Prognosis retinopati akibat hipertendi tergantung kepada kontrol tekanan darah
penderita itu sendiri. Kerusakan penglihatan yang serius biasanya tidak terjadi sebagai
dampak langsung dari proses hipertensi kecuali terdapat oklusi vena atau arteri lokal.
(Downy et al, 2013)
Keith Wagener Barker menentukan 5 year survival rate berdasarkan tidak
diberikan terapi medikamentosa yaitu antara lain grade I : 4%, grade II : 20%, grade
III : 80% , grade IV : 98%.

Daftar Pustaka
Downlie, L,E., Hodgson,L,A., Dsylvia,C., Mclntosh, R., Rogers, s., Connell, p.,
Whong, T. 2013. Hypertensive retinopathy: comparing the Keith^ Wagener^Barker to
a simplified classification.31;1-6.Journal of Hypertention.
Ilyas, S. 2005. Penuntun Ilmu Penyakit Mata. Edisi ketiga.
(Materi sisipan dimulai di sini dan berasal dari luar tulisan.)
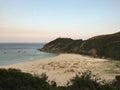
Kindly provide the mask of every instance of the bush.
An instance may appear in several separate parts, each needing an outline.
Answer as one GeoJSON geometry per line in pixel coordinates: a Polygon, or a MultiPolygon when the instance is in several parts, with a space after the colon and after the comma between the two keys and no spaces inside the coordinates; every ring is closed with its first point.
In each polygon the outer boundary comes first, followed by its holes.
{"type": "Polygon", "coordinates": [[[46,74],[38,76],[16,69],[0,69],[0,90],[119,90],[120,85],[119,81],[101,84],[90,71],[76,75],[66,87],[57,87],[54,81],[50,85],[47,78],[46,74]]]}
{"type": "Polygon", "coordinates": [[[16,69],[0,69],[0,88],[3,90],[49,90],[46,80],[45,75],[37,77],[16,69]]]}

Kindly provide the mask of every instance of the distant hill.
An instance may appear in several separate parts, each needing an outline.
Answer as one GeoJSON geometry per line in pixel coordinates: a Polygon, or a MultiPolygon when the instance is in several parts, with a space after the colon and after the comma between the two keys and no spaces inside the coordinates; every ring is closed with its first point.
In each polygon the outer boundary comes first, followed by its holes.
{"type": "Polygon", "coordinates": [[[57,38],[40,50],[54,53],[78,53],[120,60],[120,32],[95,36],[87,40],[57,38]]]}

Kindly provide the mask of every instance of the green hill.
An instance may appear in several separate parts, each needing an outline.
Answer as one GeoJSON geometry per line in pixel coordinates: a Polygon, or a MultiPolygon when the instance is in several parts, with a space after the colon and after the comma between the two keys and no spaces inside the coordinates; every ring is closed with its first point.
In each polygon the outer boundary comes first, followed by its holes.
{"type": "Polygon", "coordinates": [[[120,32],[95,36],[87,40],[57,38],[40,50],[54,53],[79,53],[120,60],[120,32]]]}

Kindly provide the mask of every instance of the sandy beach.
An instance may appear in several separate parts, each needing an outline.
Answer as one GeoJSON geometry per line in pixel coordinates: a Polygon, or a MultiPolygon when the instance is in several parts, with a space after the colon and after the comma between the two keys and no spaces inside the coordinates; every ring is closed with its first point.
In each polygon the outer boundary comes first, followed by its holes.
{"type": "Polygon", "coordinates": [[[86,70],[98,74],[107,81],[120,75],[120,61],[109,61],[78,54],[60,54],[51,58],[0,66],[0,68],[16,68],[38,75],[46,73],[48,81],[56,81],[60,86],[66,85],[77,73],[86,70]]]}

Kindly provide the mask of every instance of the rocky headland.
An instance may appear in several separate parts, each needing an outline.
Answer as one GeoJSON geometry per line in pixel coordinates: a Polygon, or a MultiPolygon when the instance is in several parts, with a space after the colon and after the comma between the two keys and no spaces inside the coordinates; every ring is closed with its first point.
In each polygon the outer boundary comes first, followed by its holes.
{"type": "Polygon", "coordinates": [[[77,53],[120,60],[120,32],[95,36],[87,40],[57,38],[39,50],[53,53],[77,53]]]}

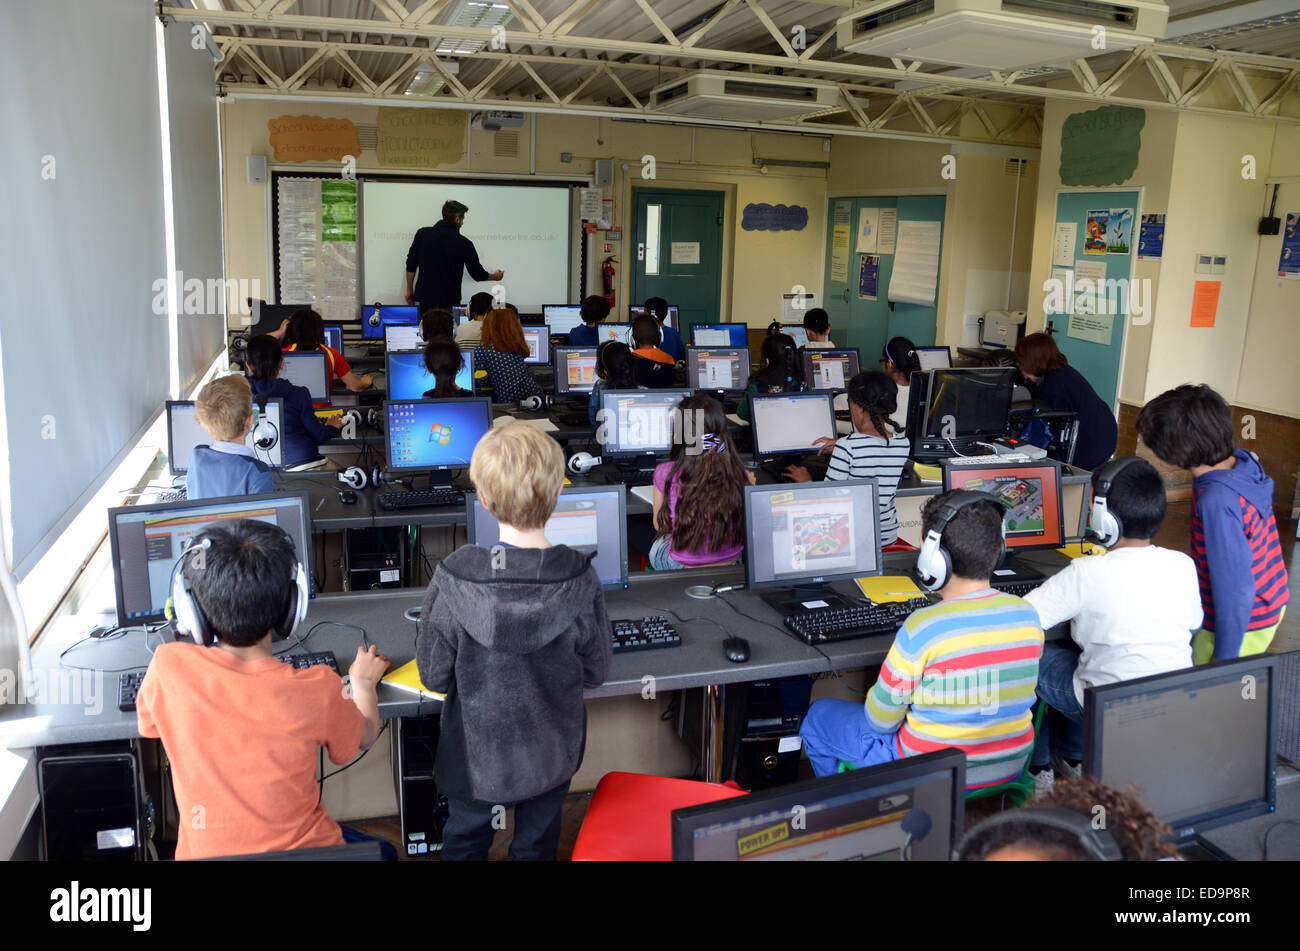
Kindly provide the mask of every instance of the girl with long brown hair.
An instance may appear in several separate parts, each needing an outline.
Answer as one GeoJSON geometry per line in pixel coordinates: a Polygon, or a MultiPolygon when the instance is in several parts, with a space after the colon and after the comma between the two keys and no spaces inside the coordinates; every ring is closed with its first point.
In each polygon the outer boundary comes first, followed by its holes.
{"type": "Polygon", "coordinates": [[[524,328],[514,312],[504,307],[489,311],[483,318],[483,337],[474,348],[474,373],[486,371],[493,402],[517,403],[541,392],[524,364],[527,356],[524,328]]]}

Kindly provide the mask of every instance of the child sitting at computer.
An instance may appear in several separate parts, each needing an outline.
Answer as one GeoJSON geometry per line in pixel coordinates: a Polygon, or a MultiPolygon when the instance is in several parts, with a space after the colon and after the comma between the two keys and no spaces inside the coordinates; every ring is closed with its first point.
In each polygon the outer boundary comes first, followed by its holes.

Jakarta : Balai Penerbit FK
UI Jakarta
Ilyas, S. 2009. Ikhtisar Ilmu Penyakit Mata. Jakarta : Balai Penerbit FK UI Jakarta
Wijana Nana, S, D. 1993. Ilmu Penyakit Mata, Edisi 6. Abdi Tegal. Jakarta 1993
Wong TY, Mitchell P, editors. 2004. Current concept hypertensive retinopathy.
351:2310-7. The New England Journal of Medicine.
Wong, Y.T., Mcintosh R. 2005. Hypertensive retinopathy signs as risk indicators of
cardiovascular morbidity and mortality. British Medical Bulletin;73-4,57-70.